I like my students, I really do. But they sometimes frustrate me no end. Sometimes I can’t figure out if they’re lazy or lacking in confidence or totally clueless as to what’s going on in class, or a combination of all those things.
For the most part, no matter their age or school grade, my students can be considered beginning English speakers. Their English language comprehension is very basic and so is their language production. Because of this, the curriculum for this programme is very slow and we spend weeks, and sometimes months, going over the same things. They learn and re-learn the same grammar and vocabulary over and over in a myriad of ways, so much so that I’m always trying to find new ways to teach the same material.
I do worksheets with them to practice the mechanics of whatever we’re studying. I do listening comprehension so they get a feel of how the language we’re studying is used in everyday speech. I do reading comprehension with them so they see how it should look in written form. And we do activity upon activity to help solidify it all – in my junior high classes, we’ve played Snakes & Ladders and had sentence auctions, and in my lower grade classes, we’ve played bingo, parts of speech matching games, and gone over and over a million flashcards.
They do fairly well when we do these types of classes and I always leave end them feeling energised because I think my students learned something and had fun while doing it.
But when it comes time for them to independently produce language, my illusions come crashing down around me in a disastrous blaze. If I ask them speak or write their own words…disaster. They fail to produce anything at all, or what they produce is so garbled that I wonder what I’m wasting my time for.
A couple of weeks ago I reached some kind of limit. I had back-to-back classes with my teenaged students. We had been going over and over the same grammar module for 5 weeks and I felt that it was time for them to produce something on their own. I wrote 3 short stories of 5 sentences each, 1 of which was true and 2 of which were untrue but believable. I read the stories to them and for the most part, they understood them. Then I had them guess which was true and gave any group that guessed right 1 point. They had no basis on which to guess correctly – I did it that way to get them engaged and because it would help in the second part of the exercise. It was all good up to that point.

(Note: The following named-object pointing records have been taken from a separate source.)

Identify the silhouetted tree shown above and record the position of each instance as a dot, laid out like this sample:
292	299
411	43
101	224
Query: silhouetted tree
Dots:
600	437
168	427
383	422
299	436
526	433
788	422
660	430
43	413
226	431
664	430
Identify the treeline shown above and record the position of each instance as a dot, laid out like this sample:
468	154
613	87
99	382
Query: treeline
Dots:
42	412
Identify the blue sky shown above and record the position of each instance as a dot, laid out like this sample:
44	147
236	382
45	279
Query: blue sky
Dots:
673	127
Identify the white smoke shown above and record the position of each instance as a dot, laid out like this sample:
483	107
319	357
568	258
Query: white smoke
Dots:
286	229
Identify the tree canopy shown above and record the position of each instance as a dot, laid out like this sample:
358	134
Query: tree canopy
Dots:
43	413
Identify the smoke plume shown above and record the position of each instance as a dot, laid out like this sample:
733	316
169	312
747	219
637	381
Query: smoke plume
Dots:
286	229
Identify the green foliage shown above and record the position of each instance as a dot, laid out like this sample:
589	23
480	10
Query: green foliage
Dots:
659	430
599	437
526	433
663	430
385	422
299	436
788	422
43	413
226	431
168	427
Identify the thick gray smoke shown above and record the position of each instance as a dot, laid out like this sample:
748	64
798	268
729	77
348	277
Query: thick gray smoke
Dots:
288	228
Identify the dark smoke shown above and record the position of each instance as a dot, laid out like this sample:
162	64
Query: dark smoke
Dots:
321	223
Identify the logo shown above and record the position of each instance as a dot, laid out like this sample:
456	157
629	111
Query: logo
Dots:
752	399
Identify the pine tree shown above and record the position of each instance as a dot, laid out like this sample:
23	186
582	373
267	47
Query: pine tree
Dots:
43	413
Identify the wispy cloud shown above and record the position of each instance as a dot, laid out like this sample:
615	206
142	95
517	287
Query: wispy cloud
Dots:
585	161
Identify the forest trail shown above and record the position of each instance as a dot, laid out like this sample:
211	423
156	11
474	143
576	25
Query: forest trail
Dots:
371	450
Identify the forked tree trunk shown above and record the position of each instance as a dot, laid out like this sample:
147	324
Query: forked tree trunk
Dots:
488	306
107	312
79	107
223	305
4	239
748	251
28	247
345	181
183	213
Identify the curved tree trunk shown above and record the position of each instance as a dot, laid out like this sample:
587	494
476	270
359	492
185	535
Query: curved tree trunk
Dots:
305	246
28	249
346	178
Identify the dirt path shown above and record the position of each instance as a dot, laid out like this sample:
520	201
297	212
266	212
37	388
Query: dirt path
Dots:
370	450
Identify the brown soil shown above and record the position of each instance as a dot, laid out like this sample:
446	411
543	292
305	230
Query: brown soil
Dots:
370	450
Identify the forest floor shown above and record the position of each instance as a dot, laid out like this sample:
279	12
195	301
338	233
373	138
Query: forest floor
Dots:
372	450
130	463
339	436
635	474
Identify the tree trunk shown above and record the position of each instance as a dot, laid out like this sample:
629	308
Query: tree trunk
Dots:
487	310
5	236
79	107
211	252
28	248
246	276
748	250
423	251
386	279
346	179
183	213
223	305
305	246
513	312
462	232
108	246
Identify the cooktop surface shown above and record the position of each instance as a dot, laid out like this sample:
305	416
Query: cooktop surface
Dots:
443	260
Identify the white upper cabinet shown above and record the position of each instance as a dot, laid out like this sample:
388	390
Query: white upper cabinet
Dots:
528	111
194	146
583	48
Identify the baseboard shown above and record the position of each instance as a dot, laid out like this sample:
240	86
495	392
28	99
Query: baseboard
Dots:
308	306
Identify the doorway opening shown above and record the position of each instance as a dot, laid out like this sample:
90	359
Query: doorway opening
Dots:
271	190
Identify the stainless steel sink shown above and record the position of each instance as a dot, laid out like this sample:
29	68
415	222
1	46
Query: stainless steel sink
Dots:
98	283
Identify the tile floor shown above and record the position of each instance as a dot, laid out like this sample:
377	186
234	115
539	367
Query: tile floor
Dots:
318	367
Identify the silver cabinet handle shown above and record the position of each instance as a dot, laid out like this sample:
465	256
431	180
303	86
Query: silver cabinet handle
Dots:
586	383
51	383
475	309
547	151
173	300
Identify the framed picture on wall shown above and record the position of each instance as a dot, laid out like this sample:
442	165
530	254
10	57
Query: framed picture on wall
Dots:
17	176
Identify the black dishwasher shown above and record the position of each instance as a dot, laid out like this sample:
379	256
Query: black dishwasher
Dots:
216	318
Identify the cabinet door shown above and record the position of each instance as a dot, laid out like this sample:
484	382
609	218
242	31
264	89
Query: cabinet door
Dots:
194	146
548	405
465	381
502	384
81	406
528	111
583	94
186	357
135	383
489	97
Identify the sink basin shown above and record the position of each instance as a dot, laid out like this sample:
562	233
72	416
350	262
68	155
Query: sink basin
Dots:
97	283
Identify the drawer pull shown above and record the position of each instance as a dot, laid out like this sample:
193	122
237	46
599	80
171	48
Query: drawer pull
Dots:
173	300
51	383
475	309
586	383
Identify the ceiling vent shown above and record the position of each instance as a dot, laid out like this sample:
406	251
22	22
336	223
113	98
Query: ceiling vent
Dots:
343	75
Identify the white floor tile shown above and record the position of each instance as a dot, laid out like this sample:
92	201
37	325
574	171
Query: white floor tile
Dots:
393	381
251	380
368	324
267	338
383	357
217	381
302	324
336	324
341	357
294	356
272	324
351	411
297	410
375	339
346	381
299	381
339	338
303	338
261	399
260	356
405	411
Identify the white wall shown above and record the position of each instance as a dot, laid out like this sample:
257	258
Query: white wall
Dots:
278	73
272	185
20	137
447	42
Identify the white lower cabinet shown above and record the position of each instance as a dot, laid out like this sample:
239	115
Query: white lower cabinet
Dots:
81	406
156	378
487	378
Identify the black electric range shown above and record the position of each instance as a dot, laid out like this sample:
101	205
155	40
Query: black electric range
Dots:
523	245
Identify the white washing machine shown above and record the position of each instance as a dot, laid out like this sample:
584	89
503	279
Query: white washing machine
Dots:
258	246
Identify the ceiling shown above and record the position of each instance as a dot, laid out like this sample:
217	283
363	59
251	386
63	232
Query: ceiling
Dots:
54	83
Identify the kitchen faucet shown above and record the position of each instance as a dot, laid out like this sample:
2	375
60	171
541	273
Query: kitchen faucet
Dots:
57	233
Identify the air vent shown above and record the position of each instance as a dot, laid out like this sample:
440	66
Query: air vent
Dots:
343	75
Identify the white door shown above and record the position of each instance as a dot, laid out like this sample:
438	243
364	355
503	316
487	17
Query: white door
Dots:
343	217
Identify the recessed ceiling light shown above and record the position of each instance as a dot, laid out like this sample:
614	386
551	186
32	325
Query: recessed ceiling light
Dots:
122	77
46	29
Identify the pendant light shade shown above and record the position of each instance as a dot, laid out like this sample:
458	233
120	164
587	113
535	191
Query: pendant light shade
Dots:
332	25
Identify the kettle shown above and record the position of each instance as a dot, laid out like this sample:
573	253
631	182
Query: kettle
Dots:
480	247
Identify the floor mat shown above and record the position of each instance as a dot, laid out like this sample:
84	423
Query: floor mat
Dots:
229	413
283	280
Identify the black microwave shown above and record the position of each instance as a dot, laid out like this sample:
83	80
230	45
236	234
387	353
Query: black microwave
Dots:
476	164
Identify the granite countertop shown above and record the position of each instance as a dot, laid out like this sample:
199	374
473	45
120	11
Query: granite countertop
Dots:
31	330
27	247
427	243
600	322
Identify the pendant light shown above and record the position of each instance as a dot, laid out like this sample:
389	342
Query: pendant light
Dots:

The I told them that in their groups of 4 or 5, I wanted them to write 2 short stories of 5 sentences each – 1 true and 1 untrue but believable. Once they were done, they would read their stories to the class and the other groups would guess which was true; right guesses would get a point. This was to motivate them to write a story that was believable; they like to write things like fish running on the moon and houses in the clouds so awarding points was meant to motivate them to make their stories so believable that it would be difficult for opposing teams to guess which story was true. I put them in groups for this exercise because I know that trying to get them to write anything on their own is next to impossible. I refused to even accept that piece of work.
They spent 40 minutes writing nothing. Even my brightest students barely produced an intelligible sentence. I encouraged them to write it in Indonesian and then translate it, if they felt more comfortable doing it that way. Not even that. Two groups even tried to pass off 1 of my stories as their own, only with a change of names.
In both classes, by the time we got to the halfway mark, I felt my confusion and frustration levels rising. They understood what to do, I knew that for sure, because not only had I given them the instructions in English, I had also told them what to do in Indonesian. But here we still were, and most of them hadn’t even produced 1 sentence with 15 minutes left in the class. I tried to think what I was doing wrong. Was there something I should be doing that I wasn’t? Were my expectations too high? Had I not taught them well enough? Where had I failed?
In both classes, I came to the realisation that this wasn’t all on me. So I asked my students why they were at English class, why they were coming twice each week. Everybody fell silent and looked at me with that deer-in-the-headlights look that students everywhere in the world seem to have perfected – they sensed that something was wrong with Miss Kristine. Nobody answered me so I answered for them, “You’re here to learn to speak English, ya?” Everybody silently nodded. So I slowly gave them my little speech, ensuring that I enunciated every word.
“I can’t learn English for you. I only have you for 1 hour 2 times each week and if you don’t study on your own, I cannot help you. Do you know what helps you to speak English well? Reading English. And do you know what helps you improve your reading? Writing English. We have a library full of books here. Come and read and help yourself to speak English well. I’m very disappointed in all of you today.”
At the end of class, I sent them all home with barely a smile and definitely no, “Good job today, guys!” as I would normally have done.
So now I sit here contemplating where I am failing my students. Why are they unable to produce language? What am I not doing or what should I be doing better to help them?
Because if my efforts aren’t helping them then what am I doing here?